The fear that AI hiring tools will compound bias is legitimate — there are well-publicized cases where they did. But that's not a property of AI; it's a property of bad training data and lazy product design. Done right, AI screening reduces bias compared to human-only review.
Three things have to be true for that to work: the model has to be blind to protected attributes, the system has to surface explanations for every decision, and the team has to run quarterly adverse-impact audits. Skip any one and you're back to human-or-worse.
Most modern AI hiring platforms support a 'blind mode' that strips name, photo, age, gender and location from the screening view. Enable it. Pass-through bias from those features is the single biggest failure mode for AI hiring.

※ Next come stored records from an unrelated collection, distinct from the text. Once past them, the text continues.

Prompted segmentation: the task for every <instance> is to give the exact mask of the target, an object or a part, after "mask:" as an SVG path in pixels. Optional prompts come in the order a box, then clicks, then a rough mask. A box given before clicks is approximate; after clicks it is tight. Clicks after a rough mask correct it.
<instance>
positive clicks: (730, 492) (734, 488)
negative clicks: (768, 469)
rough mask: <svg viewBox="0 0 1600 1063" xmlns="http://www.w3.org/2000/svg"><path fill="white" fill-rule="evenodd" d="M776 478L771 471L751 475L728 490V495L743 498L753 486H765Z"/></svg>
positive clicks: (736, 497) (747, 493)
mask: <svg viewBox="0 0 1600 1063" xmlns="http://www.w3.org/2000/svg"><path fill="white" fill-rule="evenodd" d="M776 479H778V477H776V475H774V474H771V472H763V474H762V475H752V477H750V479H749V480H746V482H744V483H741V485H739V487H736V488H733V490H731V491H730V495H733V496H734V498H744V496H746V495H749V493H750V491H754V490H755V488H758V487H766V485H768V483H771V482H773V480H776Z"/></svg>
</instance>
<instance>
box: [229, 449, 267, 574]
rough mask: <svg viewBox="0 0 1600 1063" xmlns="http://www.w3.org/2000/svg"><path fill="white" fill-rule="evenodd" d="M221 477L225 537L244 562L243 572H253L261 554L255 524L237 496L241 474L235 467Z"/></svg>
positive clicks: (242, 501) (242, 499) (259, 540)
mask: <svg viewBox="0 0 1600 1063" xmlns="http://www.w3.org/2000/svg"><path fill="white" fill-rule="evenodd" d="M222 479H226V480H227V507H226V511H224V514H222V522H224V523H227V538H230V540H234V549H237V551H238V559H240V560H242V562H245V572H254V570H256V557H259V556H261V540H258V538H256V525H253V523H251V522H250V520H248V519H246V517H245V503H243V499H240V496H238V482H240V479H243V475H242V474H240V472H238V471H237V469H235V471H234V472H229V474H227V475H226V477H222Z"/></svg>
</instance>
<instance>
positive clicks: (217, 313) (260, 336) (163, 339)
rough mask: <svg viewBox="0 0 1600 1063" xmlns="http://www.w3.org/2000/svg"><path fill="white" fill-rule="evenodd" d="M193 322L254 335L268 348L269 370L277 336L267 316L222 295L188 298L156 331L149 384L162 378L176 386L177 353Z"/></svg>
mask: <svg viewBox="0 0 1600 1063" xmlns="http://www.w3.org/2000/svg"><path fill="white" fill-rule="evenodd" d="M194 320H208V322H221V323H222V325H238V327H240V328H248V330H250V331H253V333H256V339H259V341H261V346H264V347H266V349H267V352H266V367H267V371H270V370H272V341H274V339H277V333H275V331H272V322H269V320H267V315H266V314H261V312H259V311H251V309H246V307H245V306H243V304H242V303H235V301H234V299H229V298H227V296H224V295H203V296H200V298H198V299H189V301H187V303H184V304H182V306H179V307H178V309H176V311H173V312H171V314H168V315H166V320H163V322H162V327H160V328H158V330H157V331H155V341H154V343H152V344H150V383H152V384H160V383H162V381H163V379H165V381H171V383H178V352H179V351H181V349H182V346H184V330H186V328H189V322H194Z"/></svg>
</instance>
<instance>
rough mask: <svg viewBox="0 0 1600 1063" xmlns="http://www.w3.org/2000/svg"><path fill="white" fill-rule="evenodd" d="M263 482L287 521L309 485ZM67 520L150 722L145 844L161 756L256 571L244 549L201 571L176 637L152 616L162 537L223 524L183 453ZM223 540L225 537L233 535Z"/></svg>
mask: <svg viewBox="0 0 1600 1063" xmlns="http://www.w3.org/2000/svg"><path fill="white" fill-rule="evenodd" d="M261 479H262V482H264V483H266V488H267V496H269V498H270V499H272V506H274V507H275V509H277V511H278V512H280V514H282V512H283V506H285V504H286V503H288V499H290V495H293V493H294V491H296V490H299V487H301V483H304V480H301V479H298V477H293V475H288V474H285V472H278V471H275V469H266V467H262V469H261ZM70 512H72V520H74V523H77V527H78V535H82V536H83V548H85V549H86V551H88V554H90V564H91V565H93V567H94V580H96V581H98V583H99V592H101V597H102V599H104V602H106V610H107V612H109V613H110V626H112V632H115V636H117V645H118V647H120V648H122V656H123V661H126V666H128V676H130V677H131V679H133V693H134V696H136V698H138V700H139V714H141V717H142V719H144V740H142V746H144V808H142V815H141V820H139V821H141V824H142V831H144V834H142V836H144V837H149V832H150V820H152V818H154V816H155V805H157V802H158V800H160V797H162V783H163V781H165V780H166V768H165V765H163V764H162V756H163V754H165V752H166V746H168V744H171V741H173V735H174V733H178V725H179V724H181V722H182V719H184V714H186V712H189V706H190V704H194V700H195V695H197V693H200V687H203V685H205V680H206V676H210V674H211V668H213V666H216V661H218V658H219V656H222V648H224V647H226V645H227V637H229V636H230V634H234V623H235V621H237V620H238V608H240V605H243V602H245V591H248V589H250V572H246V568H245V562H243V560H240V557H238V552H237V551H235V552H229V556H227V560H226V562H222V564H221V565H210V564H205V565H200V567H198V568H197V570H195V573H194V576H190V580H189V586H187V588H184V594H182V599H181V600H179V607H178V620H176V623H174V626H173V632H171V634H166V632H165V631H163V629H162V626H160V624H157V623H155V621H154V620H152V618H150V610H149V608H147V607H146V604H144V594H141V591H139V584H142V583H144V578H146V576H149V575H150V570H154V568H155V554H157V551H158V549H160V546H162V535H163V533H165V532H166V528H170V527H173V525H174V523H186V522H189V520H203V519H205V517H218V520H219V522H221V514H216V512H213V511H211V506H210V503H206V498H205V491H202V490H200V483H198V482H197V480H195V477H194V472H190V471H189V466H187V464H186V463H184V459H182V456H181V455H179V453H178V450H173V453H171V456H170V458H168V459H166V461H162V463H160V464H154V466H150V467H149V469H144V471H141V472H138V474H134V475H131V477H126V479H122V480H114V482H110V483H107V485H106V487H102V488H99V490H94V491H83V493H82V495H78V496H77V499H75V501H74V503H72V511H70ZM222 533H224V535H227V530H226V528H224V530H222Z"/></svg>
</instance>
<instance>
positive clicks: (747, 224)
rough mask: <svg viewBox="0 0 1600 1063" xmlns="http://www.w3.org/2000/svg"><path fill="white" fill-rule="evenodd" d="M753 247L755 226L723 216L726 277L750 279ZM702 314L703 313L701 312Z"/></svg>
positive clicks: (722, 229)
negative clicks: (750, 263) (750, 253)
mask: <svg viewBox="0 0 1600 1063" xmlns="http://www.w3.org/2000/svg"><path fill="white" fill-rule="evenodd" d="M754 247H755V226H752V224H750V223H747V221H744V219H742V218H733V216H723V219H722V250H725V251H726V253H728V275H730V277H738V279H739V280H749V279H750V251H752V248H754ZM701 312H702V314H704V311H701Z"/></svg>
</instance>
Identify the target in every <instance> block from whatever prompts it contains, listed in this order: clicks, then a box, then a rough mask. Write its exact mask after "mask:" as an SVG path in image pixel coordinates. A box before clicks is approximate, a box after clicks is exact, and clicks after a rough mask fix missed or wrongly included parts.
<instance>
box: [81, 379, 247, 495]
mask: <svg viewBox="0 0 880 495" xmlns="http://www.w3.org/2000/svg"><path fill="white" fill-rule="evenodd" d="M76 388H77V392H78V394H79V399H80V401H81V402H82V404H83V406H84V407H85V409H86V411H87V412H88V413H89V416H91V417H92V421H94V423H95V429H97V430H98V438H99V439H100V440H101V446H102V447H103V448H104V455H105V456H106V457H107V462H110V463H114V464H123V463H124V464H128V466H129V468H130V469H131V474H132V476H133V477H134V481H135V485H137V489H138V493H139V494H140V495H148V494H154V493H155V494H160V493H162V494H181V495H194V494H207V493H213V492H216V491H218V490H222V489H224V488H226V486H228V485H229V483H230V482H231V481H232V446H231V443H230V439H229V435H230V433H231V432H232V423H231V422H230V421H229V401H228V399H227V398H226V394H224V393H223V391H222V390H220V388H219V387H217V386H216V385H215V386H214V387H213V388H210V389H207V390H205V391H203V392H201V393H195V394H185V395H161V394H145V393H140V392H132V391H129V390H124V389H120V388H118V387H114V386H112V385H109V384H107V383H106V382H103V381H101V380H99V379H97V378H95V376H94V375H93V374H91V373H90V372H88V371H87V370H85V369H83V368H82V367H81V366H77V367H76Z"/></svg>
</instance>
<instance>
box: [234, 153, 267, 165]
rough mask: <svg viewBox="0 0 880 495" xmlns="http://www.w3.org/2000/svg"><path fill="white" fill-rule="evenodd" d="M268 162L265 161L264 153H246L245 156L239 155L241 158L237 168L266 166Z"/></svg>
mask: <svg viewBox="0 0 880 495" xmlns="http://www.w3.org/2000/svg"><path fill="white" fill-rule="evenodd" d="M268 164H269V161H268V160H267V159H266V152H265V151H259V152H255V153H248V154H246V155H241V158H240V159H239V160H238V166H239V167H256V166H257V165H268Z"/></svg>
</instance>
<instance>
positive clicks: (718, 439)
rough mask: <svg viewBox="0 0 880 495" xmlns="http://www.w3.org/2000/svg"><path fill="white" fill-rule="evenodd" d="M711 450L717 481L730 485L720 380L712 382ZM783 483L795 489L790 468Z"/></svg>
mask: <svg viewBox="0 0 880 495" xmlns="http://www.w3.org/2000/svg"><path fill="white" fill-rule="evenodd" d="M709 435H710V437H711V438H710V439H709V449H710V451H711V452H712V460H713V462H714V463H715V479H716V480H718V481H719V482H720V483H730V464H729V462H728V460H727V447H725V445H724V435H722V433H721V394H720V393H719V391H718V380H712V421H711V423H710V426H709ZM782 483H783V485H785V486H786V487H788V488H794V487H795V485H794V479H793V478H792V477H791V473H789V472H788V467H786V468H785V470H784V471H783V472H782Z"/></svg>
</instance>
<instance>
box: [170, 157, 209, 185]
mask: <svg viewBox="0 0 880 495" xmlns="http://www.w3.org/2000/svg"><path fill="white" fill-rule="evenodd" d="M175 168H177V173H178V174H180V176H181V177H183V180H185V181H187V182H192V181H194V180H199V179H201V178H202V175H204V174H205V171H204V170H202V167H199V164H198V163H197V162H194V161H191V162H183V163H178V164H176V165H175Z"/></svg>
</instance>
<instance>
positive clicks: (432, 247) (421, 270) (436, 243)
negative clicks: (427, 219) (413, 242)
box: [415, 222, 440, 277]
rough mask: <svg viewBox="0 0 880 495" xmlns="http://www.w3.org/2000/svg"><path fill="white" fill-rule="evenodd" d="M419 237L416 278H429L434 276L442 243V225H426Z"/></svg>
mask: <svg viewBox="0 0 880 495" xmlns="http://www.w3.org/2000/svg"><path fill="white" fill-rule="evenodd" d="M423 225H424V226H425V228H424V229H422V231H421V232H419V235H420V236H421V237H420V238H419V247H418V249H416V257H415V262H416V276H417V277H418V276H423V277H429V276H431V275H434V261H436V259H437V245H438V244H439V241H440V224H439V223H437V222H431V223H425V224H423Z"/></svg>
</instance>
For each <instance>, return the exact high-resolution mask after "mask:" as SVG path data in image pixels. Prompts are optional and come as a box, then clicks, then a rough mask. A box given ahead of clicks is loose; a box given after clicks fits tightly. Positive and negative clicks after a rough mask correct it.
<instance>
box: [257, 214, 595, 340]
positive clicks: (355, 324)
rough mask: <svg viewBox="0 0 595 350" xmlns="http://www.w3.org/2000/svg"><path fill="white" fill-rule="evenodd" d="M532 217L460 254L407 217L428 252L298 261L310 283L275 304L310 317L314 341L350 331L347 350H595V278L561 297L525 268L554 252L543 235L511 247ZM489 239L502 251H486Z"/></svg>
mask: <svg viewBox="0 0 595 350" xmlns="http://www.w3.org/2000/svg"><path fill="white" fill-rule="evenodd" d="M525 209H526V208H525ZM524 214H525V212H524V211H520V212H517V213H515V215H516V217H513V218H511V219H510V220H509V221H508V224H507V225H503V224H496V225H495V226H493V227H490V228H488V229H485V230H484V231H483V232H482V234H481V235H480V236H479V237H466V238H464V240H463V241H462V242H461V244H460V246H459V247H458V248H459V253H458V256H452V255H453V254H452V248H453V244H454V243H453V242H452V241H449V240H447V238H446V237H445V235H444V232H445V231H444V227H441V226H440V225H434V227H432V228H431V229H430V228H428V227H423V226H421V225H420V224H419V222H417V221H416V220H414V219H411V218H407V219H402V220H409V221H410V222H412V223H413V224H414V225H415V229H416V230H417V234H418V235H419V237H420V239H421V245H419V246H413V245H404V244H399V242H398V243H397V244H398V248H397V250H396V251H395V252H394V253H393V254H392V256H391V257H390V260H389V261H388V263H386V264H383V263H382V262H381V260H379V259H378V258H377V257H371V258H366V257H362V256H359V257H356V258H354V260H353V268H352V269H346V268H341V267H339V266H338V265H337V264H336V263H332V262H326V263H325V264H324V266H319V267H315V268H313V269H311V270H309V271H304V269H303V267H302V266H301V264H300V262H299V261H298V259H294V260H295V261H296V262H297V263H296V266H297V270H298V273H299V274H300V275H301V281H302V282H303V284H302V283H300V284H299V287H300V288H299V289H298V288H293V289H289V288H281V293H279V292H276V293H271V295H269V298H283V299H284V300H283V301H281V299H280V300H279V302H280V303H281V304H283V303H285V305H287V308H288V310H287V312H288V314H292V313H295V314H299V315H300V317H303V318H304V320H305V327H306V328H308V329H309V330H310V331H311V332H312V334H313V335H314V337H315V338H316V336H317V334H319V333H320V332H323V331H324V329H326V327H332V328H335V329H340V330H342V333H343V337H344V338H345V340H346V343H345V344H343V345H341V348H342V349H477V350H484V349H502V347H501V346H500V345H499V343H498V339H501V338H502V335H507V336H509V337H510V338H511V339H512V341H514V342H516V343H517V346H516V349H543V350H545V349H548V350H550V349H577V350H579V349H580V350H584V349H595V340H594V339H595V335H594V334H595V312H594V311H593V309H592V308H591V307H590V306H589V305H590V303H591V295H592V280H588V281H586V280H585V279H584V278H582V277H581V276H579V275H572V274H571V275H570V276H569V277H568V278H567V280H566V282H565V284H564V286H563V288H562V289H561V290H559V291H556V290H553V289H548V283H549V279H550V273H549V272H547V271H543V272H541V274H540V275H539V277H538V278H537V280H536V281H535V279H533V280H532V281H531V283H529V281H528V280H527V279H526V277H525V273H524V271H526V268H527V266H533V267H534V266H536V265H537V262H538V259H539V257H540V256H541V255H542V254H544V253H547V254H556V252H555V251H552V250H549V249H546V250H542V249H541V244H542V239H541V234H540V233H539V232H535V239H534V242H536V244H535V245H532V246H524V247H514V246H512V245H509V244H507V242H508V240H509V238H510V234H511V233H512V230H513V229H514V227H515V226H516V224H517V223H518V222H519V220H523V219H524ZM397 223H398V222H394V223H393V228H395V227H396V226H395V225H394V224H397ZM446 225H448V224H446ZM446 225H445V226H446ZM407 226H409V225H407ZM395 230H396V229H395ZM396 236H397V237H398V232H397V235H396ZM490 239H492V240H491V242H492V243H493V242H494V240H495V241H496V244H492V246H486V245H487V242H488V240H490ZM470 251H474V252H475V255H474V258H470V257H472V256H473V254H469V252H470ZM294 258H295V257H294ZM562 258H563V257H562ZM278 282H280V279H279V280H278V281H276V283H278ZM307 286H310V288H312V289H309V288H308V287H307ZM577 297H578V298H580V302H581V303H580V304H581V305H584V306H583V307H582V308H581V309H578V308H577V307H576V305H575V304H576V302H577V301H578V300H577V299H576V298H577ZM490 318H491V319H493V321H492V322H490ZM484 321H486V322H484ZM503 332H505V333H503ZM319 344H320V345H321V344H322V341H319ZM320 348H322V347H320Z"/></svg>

Predictably, recruiters often resist — they're used to seeing names. Push through. The data is overwhelming: blind screening surfaces 25–40% more candidates from underrepresented groups without lowering hire quality.
EEOC's 4/5ths rule is the regulatory floor: a protected group's pass rate shouldn't drop below 80% of the highest-passing group's rate. HRBlade auto-runs this analysis on every requisition; if you're using a different platform, do the math manually with R or Python and a downloaded CSV.
When you find adverse impact, the answer isn't to lower the bar — it's to understand which features drove the disparity. Modern AI tooling provides per-decision explainability (GDPR Article 22 requires it). Drop biased features, retrain, audit again.